At the same time, each country faced the need to take the toughest and most effective measures against the spread of the virus. Asia reacted much faster and with much better short-term results than Europe and the United States.
2. The aggressive economic policy response to the pandemic was absolutely necessary and stems from the lessons of 2008. In Europe they try to save companies and jobs, in the U.S. they subsidize people, but allow high unemployment. The two approaches are not so different. In the end, many European firms will eventually have to shut down and let employees go. And some U.S. companies will rehire their people in their former positions.
3. It is not entirely clear how long it will take the world to get back to 2019 growth rates, but so far five years seems like a good result. That said, we can see that markets are very optimistic about a post-pandemic recovery, but the true extent of the GDP decline will be debated by economists for years to come. We are probably talking about much more serious losses. And all these discussions will take place against the background of mass bankruptcy of companies in many industries.
4. Globalization and technology have had the greatest positive effect on productivity in the last 40 years. Technology without globalization immediately begins to lose power. At the same time, trade and human mobility are disrupted. Our common home is in the middle of a massive tornado, and we don't know exactly where it will collapse. There is too much suspense, but most of it is unrelated to growth.
5. Probably, many emerging economies will demand a moratorium on debt. But just as hospitals cannot cope with all Covid-19 patients, the IMF cannot help all states at once.
6. Most of the world's economies have rapidly increasing major debts.

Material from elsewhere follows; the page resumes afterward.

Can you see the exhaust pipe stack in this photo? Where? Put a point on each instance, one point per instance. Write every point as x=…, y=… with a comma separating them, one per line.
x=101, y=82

There is no doubt that these funds are needed to maintain economic, political and social stability in societies. We are talking about a 25-30% reduction in the economy - this reduction is unbelievable! But what's on the other side of the coin? The financial markets believe there will be no inflation. If they are right, everything will be well. In other case, the situation will get even worse and more prolonged.
7. Southern Europe will face incredible difficulties in the coming years. And the right prescription could be debt relief, primarily for Spain and Italy, which would then pay off with growth for the entire Euro zone. But if the EU does not come to a consensus on this, the Euro zone will literally start to tear itself apart.
8. China's growth is projected to slow down steadily. If in the next two or three years the Chinese economy grows at an average rate of 1%, it can be considered a success.
9. The market is in anticipation of deflation, falling productivity and de-globalization. At the same time, the vast majority give no chance for inflation, which is probably a misconception.